Monday, Apr. 16, 1979
"Return to Realism"
By Hugh Sidey
The world has grown more dangerous in the past few months. Tension over oil and the unrelenting growth of the Soviet arsenal have sent shock waves into the American system. "Nuclear war is becoming more probable," laments Richard Barnet of the Institute for Policy Studies. Yes, confesses one of President Carter's principal strategic planners, there is "a change in attitude" in the White House. There is the growing realization that the U.S. must sustain and demonstrate its power, even be prepared to use it.
As if orchestrated, the nation's clergy are raising their voices against the world's mad arms rush, but the people who are obsessed with weapons--like the Soviets--hurry on. The U.S. is dragged along. Need it be?
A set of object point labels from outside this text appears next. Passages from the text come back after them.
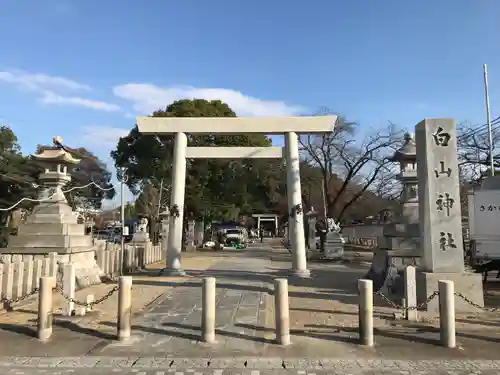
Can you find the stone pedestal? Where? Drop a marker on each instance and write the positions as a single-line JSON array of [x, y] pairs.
[[53, 226], [334, 245], [387, 270], [140, 238], [199, 232], [190, 236]]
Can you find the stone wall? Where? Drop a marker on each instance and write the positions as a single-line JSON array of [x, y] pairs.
[[363, 234]]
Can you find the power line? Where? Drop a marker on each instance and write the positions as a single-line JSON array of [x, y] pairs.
[[53, 195], [477, 129]]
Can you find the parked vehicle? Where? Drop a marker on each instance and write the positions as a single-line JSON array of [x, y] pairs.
[[237, 237]]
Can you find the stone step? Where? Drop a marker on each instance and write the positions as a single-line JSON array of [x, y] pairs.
[[48, 240], [51, 229]]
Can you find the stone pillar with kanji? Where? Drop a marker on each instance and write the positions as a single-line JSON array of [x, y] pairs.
[[440, 216]]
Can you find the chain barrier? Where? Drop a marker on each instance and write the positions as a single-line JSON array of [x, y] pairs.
[[8, 303], [87, 304], [429, 299]]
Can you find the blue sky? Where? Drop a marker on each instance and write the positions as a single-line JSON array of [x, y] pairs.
[[84, 69]]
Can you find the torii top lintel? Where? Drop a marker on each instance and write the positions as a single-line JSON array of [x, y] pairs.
[[235, 125]]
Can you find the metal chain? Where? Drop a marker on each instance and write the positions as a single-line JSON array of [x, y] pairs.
[[408, 308], [87, 304]]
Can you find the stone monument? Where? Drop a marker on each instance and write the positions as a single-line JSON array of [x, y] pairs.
[[53, 226], [190, 236], [440, 216], [311, 220]]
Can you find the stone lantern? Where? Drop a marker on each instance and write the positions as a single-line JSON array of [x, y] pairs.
[[54, 208]]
Carter prays these days, but it is also noted that he sent the aircraft carrier Constellation to the Arabian Sea even in the midst of his spiritual ministrations for peace in the Middle East. Is he becoming a little more of an Old Testament figure? The President laughs. "I think so," he says. "There's a good balance. It is a very vivid demonstration of the importance of American military strength when it is used for peaceful purposes." This latter-day Isaiah is trying his best to beat some of our swords into plowshares, but inside Jimmy Carter is the same belief found in most Americans--that our might has done more to preserve modern peace than any other single force. While he argues for disarmament, Carter intends to devise new and better weapons.
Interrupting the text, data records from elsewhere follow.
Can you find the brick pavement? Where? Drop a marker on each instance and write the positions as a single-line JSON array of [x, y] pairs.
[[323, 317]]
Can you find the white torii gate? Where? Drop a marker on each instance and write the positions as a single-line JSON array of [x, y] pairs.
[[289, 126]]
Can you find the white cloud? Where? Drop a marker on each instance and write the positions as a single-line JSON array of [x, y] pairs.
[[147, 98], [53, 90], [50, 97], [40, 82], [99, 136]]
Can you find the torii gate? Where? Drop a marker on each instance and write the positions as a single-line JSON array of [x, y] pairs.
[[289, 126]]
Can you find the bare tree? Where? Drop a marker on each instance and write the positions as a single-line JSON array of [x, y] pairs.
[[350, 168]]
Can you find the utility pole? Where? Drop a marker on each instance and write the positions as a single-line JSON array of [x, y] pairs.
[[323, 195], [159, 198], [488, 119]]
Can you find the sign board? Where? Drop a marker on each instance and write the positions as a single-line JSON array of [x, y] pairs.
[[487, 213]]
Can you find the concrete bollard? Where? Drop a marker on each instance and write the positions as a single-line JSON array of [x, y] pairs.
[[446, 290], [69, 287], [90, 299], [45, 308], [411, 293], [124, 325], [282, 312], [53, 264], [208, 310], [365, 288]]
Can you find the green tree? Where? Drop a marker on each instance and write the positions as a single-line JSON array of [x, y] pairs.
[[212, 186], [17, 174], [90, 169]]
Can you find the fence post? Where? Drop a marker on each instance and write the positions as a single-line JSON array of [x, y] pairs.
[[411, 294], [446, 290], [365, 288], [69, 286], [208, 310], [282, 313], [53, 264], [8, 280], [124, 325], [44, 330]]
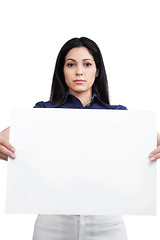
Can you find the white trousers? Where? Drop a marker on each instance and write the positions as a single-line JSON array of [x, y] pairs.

Peace through strength. There is a mockery in that equation. "We build up and build up," said John Kennedy one melancholy evening, "then somebody is going to use them. That is the lesson of history." Or is it?
Richard Nixon began the Strategic Arms Limitation Talks even while allowing Shah Mohammed Reza Pahlavi to come to America and fill his military market basket. "I think I can prove," mused Nixon a while back, "that the arms Americans have sold have rarely been used in aggression, while those of the Russians and other nations have been used repeatedly. Are we to ignore requests from our friends in this kind of world?"
House Speaker Tip O'Neill predicts that his restive Congress is going to raise the defense budget even over the $11 billion increase (total $125.8 billion) proposed by Jimmy Carter. The eloquent and insistent voices for disarmament from Iowa's Senator John Culver and Wisconsin's Les Aspin have been subtly toned down lately as the facts of the Soviet buildup have hardened.
"A return to realism," says Secretary of Defense Harold Brown of the awakening American attitude toward our strength. We drifted in the years after Viet Nam, embarrassed by power. The Soviets did nothing of the sort. By the early 1980s the U.S.S.R. will probably have caught up with us in almost every modern military category. Their research into new weapons of terror, though now behind ours, will perhaps exceed our own because of the sheer concentration of effort.
Oliver Wendell Holmes, wounded three times in the Civil War, used to thunder a century ago about "this smug, oversafe corner of the world . . . a little space of calm in the midst of the tempestuous, untamed streaming of the world," so far removed from most human want and anguish. That has not changed much over the past decades. But now it is changing. Scarcity is catching us, and we would probably be one of the first nuclear battlegrounds if restraint ever fractured.
But along with fear these days comes also the faint scent of a new kind of courage, the renewed understanding that in every moment of stress there is opportunity. While searching for a nuclear accommodation with the Soviet Union, the U.S. seems to be showing more understanding of our power, both military and economic. Holmes contended that character emerged from adversity, heroes from heroics. There are no more battles of Ball's Bluff or Antietam with trumpets and cannons, but it is a time for our own brand of heroics and heroes, men and women who in these next months can bring new and bold ideas to preserve peace even among contending societies in the nuclear age.